Mail Archives: djgpp-workers/2000/02/29/15:19:40
On Tue, 29 Feb 2000, salvador wrote:
> Hans-Bernhard Broeker wrote:
> > This jumping back and forth, in and of itself, does not mean anything is
> > broken. During the optimization steps, the compiler may reorder statements
> > in a way that makes the debugger step back and forth in the source code.
>
> I agree, but that is not the case! the code isn't ejecuted during the
> first "pass", but in the second.
How would you know it's not executed? Have you checked the assembly
listing? Or followed changes to register contents? When a C instruction is
broken into several parts by the optimizer's instruction reordering phase,
intermediate results will be in registers, rather than in the actual
variables. I.e. gdb may not see them, at all.

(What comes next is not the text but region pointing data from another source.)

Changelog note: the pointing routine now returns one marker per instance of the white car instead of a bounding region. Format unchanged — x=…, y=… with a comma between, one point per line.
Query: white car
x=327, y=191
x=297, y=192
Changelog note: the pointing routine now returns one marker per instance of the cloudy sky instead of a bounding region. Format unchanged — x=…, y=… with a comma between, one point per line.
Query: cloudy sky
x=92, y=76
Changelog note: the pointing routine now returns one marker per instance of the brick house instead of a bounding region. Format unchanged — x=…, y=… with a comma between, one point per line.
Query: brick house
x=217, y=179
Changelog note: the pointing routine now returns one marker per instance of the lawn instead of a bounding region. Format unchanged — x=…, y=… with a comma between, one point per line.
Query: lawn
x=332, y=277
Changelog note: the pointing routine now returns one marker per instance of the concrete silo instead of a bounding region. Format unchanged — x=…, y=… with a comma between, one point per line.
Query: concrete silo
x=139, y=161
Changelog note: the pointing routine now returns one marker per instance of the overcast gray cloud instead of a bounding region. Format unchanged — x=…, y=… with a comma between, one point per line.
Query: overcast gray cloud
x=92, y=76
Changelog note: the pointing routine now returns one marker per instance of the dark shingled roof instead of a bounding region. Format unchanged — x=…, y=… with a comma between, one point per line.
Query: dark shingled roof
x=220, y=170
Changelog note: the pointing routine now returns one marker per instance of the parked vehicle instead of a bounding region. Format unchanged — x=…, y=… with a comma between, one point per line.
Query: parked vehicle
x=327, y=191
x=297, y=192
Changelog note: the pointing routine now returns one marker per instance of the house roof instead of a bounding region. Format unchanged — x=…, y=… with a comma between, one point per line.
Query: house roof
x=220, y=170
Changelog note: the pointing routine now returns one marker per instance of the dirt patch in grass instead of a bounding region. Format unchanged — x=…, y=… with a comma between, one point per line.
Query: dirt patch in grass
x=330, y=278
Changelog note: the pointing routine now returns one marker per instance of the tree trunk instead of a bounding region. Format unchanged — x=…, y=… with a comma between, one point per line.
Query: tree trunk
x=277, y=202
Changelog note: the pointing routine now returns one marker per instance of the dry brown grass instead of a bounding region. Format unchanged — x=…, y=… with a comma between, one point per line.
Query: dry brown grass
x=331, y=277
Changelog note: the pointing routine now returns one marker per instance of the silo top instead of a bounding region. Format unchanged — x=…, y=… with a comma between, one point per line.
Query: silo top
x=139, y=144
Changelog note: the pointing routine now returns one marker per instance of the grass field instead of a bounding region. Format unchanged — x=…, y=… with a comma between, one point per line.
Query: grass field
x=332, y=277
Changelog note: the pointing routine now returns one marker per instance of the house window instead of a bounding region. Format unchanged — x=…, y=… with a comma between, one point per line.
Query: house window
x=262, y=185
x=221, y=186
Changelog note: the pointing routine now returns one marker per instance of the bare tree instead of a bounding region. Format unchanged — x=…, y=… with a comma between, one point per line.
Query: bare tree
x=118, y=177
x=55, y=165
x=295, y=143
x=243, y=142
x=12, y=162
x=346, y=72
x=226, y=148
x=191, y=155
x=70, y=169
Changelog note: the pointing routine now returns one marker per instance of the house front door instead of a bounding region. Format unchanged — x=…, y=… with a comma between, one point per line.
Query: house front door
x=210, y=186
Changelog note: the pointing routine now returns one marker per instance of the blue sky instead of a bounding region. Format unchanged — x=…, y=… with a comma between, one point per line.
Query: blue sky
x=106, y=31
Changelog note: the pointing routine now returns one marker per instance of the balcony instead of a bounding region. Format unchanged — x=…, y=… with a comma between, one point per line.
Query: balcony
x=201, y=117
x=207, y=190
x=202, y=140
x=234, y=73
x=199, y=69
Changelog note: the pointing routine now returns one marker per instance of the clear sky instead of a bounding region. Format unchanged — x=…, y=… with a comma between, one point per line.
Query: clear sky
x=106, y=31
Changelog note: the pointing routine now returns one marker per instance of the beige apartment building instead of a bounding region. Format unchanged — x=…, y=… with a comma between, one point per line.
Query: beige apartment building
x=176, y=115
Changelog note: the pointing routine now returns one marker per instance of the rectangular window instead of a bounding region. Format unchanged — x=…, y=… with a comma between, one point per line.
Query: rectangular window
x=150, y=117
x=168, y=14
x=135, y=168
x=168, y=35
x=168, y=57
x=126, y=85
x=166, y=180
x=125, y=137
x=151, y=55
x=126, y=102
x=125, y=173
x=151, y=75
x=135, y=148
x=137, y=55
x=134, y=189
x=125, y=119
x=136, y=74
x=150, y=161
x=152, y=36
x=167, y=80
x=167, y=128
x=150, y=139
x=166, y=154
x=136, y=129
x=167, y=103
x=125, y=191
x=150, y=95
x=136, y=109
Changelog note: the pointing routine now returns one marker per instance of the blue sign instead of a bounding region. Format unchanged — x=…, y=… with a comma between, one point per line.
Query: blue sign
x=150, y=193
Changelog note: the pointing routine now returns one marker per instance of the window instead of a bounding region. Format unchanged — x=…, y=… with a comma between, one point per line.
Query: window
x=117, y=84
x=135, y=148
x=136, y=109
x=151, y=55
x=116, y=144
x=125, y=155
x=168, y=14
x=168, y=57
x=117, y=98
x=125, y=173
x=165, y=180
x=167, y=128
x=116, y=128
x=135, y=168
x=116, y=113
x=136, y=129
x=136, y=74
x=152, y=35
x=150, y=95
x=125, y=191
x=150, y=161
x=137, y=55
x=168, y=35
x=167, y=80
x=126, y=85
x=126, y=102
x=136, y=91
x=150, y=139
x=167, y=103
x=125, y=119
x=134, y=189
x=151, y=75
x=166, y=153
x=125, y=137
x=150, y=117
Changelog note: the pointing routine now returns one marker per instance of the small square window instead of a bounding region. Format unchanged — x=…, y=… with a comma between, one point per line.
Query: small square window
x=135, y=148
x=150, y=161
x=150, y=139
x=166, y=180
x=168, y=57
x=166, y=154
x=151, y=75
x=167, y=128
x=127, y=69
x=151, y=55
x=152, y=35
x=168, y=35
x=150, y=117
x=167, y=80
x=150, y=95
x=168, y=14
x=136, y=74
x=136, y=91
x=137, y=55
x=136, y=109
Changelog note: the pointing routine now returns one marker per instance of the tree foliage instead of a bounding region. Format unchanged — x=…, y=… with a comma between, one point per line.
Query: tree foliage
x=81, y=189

> And also: is not just another order, you get the impression the code
> is ejecuted twice.
What's the difference you base this distinction on? If you step through
a two-line function, and gdb shows line numbers
1
2
1
2
in that order, what makes this look like the function being executed
twice, instead of parts of lines one and two having been mixed with each
other, on assembly level?
If you still don't believe this, show me a small example case, together
with its assembly listing ('gcc -gstabs3+ -S' output, or a '-g -Wa,-alhs'
listing), so we can see what it's actually doing.
Hans-Bernhard Broeker (broeker AT physik DOT rwth-aachen DOT de)
Even if all the snow were burnt, ashes would remain.